VF in the News

VF Partners with Northwestern University to Open Vasculitis Program

The Vasculitis Foundation and Northwestern Memorial Hospital’s Division of Rheumatology have launched the health system’s first Vasculitis Clinical Research Program. Vasculitis is an immune system disorder that causes destructive inflammation of the blood vessels, including arteries, veins, and capillaries. It is estimated about 1 in 3,300 people suffer from vasculitis. While there are several types of vasculitis, each type is categorized by the size of the blood vessel affected.

The Vasculitis Clinical Research Program at Northwestern Memorial Hospital will provide comprehensive care for patients with vasculitis and supports clinical and translational research into the epidemiology and treatment of these diseases. The clinic will offer patients coordinated care by a variety of clinical specialists including pulmonary disease, renal disease, dermatology, otorhinolaryngology, and other disciplines involved in vasculitis care.

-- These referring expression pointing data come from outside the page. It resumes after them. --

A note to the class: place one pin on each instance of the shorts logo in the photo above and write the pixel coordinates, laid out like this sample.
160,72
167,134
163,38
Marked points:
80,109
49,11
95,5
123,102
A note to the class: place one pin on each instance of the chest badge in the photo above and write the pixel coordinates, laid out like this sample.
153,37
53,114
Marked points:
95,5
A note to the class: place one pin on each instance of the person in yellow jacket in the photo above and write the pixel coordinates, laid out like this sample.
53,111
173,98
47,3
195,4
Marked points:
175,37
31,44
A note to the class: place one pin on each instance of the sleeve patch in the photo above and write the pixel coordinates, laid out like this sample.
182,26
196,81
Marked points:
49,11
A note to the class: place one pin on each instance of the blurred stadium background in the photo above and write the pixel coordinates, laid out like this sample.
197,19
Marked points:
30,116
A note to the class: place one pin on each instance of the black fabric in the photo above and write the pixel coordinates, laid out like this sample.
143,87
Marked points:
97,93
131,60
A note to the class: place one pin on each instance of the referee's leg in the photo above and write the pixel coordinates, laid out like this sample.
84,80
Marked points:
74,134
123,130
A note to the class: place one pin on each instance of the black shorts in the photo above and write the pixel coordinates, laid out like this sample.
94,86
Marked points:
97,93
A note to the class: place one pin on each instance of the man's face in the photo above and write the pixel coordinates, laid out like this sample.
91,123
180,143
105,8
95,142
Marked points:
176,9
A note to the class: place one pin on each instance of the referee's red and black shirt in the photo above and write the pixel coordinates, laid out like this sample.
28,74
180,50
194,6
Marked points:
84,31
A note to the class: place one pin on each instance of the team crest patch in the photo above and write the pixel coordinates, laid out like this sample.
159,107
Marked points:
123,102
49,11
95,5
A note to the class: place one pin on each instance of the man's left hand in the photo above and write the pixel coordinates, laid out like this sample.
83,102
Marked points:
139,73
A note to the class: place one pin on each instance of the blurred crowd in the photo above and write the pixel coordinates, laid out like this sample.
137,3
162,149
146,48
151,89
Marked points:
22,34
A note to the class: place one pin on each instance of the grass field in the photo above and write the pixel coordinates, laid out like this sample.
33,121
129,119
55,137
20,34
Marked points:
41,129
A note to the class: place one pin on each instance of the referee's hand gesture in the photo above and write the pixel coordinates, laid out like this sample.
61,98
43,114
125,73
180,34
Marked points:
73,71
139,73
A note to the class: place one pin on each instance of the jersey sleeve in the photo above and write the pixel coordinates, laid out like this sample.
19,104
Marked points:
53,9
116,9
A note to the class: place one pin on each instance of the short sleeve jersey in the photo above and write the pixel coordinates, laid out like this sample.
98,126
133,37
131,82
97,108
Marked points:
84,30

Karen Hirsch, President of the VF Board of Directors, says the new center exemplifies how organizations can work together. “The collaboration with Northwestern is an exciting new way that the Vasculitis Foundation is addressing the needs of those with vasculitis,” says Hirsch. “It is important for residents in the Chicagoland area to have this resources, and it will serve as a model for future collaborations.”

AmyArcher

Amy Archer, MD, PhD

Dr. Amy Archer, a rheumatologist at Northwestern Memorial Hospital, was named director of the new Vasculitis Clinical Research Program recently.

“We know that early and accurate diagnosis is critical for avoiding permanent damage to vital organs and blood vessels affected by vasculitis. It’s imperative that patients have a comprehensive care center that can help accurately identify and treat the disease,” says Archer. “This unique collaboration allows us to grow a strong research and training program that will drive advancements in the treatment of this disease for our patients.”